We have decided on a model Formulation I, *and* estimated a value for our parameters $\beta$ Estimation I
The next question we want to ask is:
Essentially, inference is the process of evaluating and drawing conclusions from our statistical model
In this Inference I, I will focus on $R^2$.
Afterwards, I will explain the FWL Theorem in Estimation II which will give us foundations for evaluating $\hat \beta_1$ in Inference II
The first evaluation/ inference we conduct is the “Goodness-of-fit” or $R^2$. The idea is to compare the performance of our model with that of the naive model, which is simply taking the mean.
Recall from Estimation I that economists evaluate the fit of a model using errors (i.e. the difference between the real value $y$ and the predicted value. $\hat y_{ols} = \hat \beta_0 + \hat \beta_1 x$)
For use to evaluate the performance, we also need a benchmark model. For the simpliest model, let’s use mean as our prediction: $\hat y = \bar y$.
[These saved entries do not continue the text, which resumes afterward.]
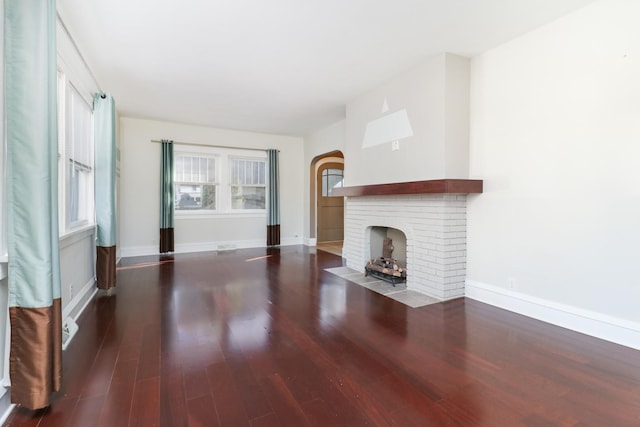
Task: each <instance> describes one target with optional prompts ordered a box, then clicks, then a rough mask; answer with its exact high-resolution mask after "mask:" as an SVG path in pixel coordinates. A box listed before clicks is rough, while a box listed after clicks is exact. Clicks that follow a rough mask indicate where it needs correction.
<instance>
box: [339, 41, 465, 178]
mask: <svg viewBox="0 0 640 427" xmlns="http://www.w3.org/2000/svg"><path fill="white" fill-rule="evenodd" d="M468 85H469V60H468V59H467V58H462V57H459V56H455V55H452V54H449V53H443V54H440V55H437V56H434V57H432V58H429V59H428V60H427V61H425V62H424V63H423V64H420V65H418V66H416V67H414V68H412V69H410V70H409V71H407V72H405V73H403V74H401V75H399V76H397V77H395V78H394V79H392V80H391V81H389V82H387V83H385V84H383V85H381V86H379V87H377V88H374V89H372V90H370V91H369V92H367V93H365V94H363V95H361V96H360V97H358V98H356V99H354V100H353V101H352V102H350V103H349V104H347V114H346V117H347V118H346V151H345V185H348V186H354V185H366V184H380V183H390V182H404V181H417V180H428V179H442V178H467V175H468V155H467V152H468V142H469V141H468V126H469V116H468V112H469V110H468V108H469V107H468V91H467V90H466V89H467V87H468ZM385 100H386V101H387V103H388V107H389V111H388V113H383V112H382V106H383V104H384V101H385ZM403 109H405V110H406V112H407V114H408V117H409V121H410V123H411V127H412V130H413V136H411V137H408V138H405V139H402V140H400V149H399V150H396V151H392V149H391V143H390V142H389V143H385V144H381V145H377V146H373V147H368V148H363V147H362V143H363V138H364V135H365V130H366V127H367V123H369V122H370V121H372V120H376V119H379V118H381V117H384V116H386V115H388V114H391V113H394V112H397V111H400V110H403Z"/></svg>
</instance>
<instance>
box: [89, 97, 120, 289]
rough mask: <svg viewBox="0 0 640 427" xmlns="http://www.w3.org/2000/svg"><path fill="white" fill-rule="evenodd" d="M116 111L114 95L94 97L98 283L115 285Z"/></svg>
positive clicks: (115, 199) (96, 266)
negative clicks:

Doing the same procedure of adding up the squared errors (because errors come in both positive and negative), we can construct three new statistics.
$$ \begin{aligned} \text{Total Sum of Squared Residuals} &= \text{SST} &= \sum_{i=1}^N (y_i - \bar y)^2 \\ \text{Explained Sum of Squared Residuals} &= \text{SSE} &= \sum_{i=1}^N (\hat y_i - \bar y)^2\\ \text{Sum of Squared Residuals} &= \text{SSR} &= \sum_{i=1}^N (y_i - \hat y_i = \hat u_i)^2
\end{aligned} $$
See below for an illustration of the residuals

I have seen online resources that claims $\text{SSE} = \sum_{i=1}^N (y_i - \hat y_i)^2$. In my humble opinion, that is wrong. $\sum_{i=1}^N (y_i - \hat y_i)^2$ is the residual, and the difference between the predicted value and the naive mean, i.e. improvement to the naive model $\hat y_i - \bar y$ is residuals “explained” by the model.
Next, let’s put the sum of residuals into fractions, and we can construct $R^2$ , which measures the proportion of total residuals that are explained by the model, aka goodness of fit
$$ \begin{aligned} R^2 &= \text{Proportion of Residual Explained} &= \frac{SSE}{SST} &\\ R^2 &= 1 - \text{Proportion of Residual Remain Unexplained} &= 1 - \frac{SSR}{SST} & \end{aligned} $$
A high $R^2$ indicates that the model has stronger predictive power, and a low $R^2$ the contrary.